Re: Storing a list of values for the same key

Posted by Guozhang Wang <wa...@gmail.com>.
Hello Andrea,

I do not fully understand what does `nth-id-before-emission` mean here, but
I can think of a couple of options here:

1) Just use a key-value store, with the value encoding the list of events
for that key. Whenever a new event of the key gets in, you retrieve the
current list for that key, update the list, and put it back into the
key-value store. This is programmably most simple, but may not be ideal in
performance since the default persistent store RocksDB is a log-structured
store.

2) If your computation is commutative and associative, you can just update
your computed result for a key whenever a new event of that key is being
received.

3) It is more complicated: you can use two stores, where the first store is
just a plain persistent buffer of all the events not processed / emitted so
far, and second store is an index from key to the locations of the list of
events for this key.
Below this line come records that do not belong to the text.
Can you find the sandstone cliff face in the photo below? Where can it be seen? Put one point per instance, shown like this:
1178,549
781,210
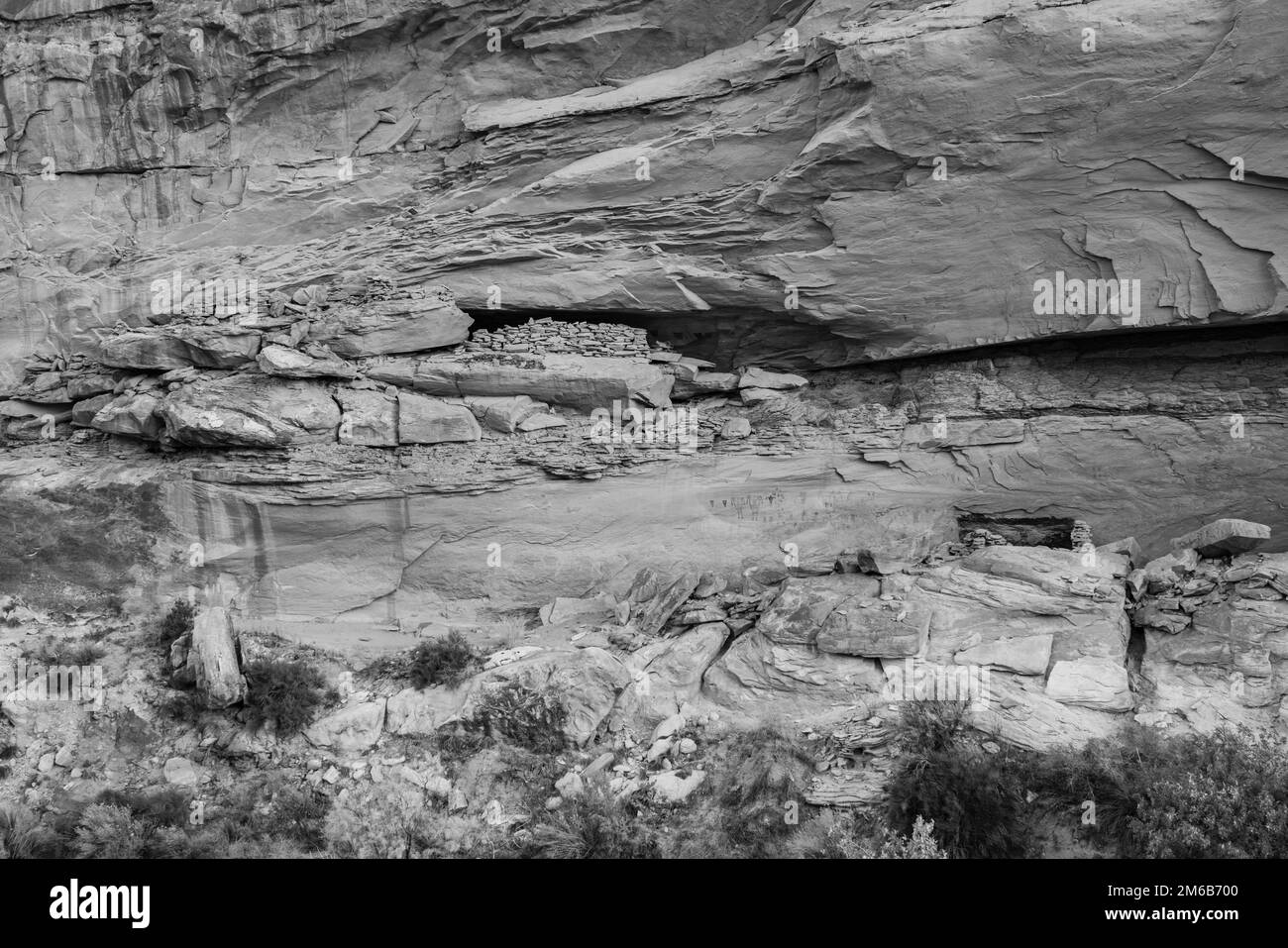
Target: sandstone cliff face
812,183
867,193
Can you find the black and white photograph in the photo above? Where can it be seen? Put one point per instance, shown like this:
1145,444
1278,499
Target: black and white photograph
496,430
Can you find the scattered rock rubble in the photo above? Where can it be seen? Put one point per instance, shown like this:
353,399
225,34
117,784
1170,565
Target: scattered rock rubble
541,337
330,365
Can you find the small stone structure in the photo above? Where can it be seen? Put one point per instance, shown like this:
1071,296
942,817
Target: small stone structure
541,337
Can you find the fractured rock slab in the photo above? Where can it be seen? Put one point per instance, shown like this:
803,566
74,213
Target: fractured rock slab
1096,683
370,417
1224,537
213,659
423,420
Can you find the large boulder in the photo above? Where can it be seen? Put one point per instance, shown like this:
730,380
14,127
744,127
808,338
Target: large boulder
249,411
804,604
133,415
179,346
760,679
369,417
1095,683
423,420
987,603
292,364
425,320
214,661
1224,537
655,596
355,728
578,381
876,630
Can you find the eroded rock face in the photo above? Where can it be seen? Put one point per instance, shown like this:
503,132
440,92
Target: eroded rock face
249,411
426,320
178,347
833,158
213,659
1215,643
432,421
579,381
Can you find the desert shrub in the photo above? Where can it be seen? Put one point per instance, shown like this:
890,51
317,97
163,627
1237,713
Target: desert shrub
758,776
110,832
176,622
445,661
69,549
919,845
390,822
297,815
52,651
284,693
848,836
593,826
931,725
143,824
24,836
974,798
1222,794
162,806
524,714
8,751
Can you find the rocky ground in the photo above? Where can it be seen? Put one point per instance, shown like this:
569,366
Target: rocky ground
443,430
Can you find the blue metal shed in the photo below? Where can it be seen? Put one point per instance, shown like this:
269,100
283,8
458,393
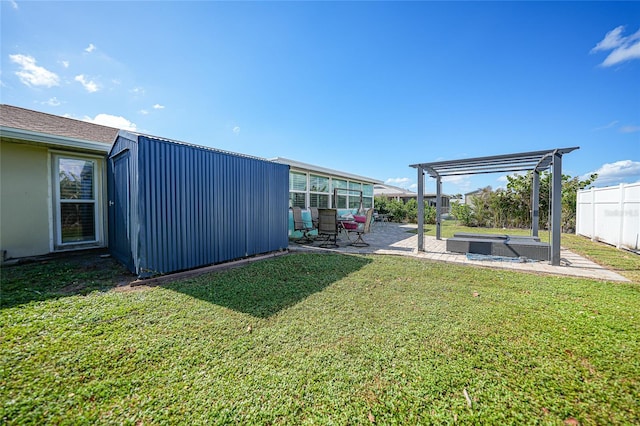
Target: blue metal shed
175,206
Its efficiency should be better than 1) but also more
complicated to program.



Guozhang



On Tue, Jul 24, 2018 at 3:53 AM, Andrea Spina <an...@radicalbit.io>
wrote:

> Dear community,
> I'd add to my topology a stateful operator - graced with a Store - demanded
> to save some compuation A.
>
> I'd like to implement it so that it can store, by the same key, a list of
> values by appending A by events come in. Something similar e.g. in Apache
> Flink, this can be achieved by the ListState construct. When the semantic
> of the events change somehow, I'll trigger the emission of what I stored in
> my list state.
>
> I went through the window store code because I thought the base concept was
> quite simliar (appending events as they come and computing updates with the
> related iterator) but I wasn't able to find any inspiration.
>
> By now I'm considering a key value store, with a surrogate key like key =
> (event_key, nth-id-before-emission), which allows me to retrieve the list
> of computations when the trigger is fired.
>
> Are there better approaches by which achieving this task, either are there
> construct already making this possible?
>
> Thank you everybody.
>
> --
> *Andrea Spina*
> Software Engineer @ Radicalbit Srl
> Via Borsieri 41, 20159, Milano - IT
>



-- 
-- Guozhang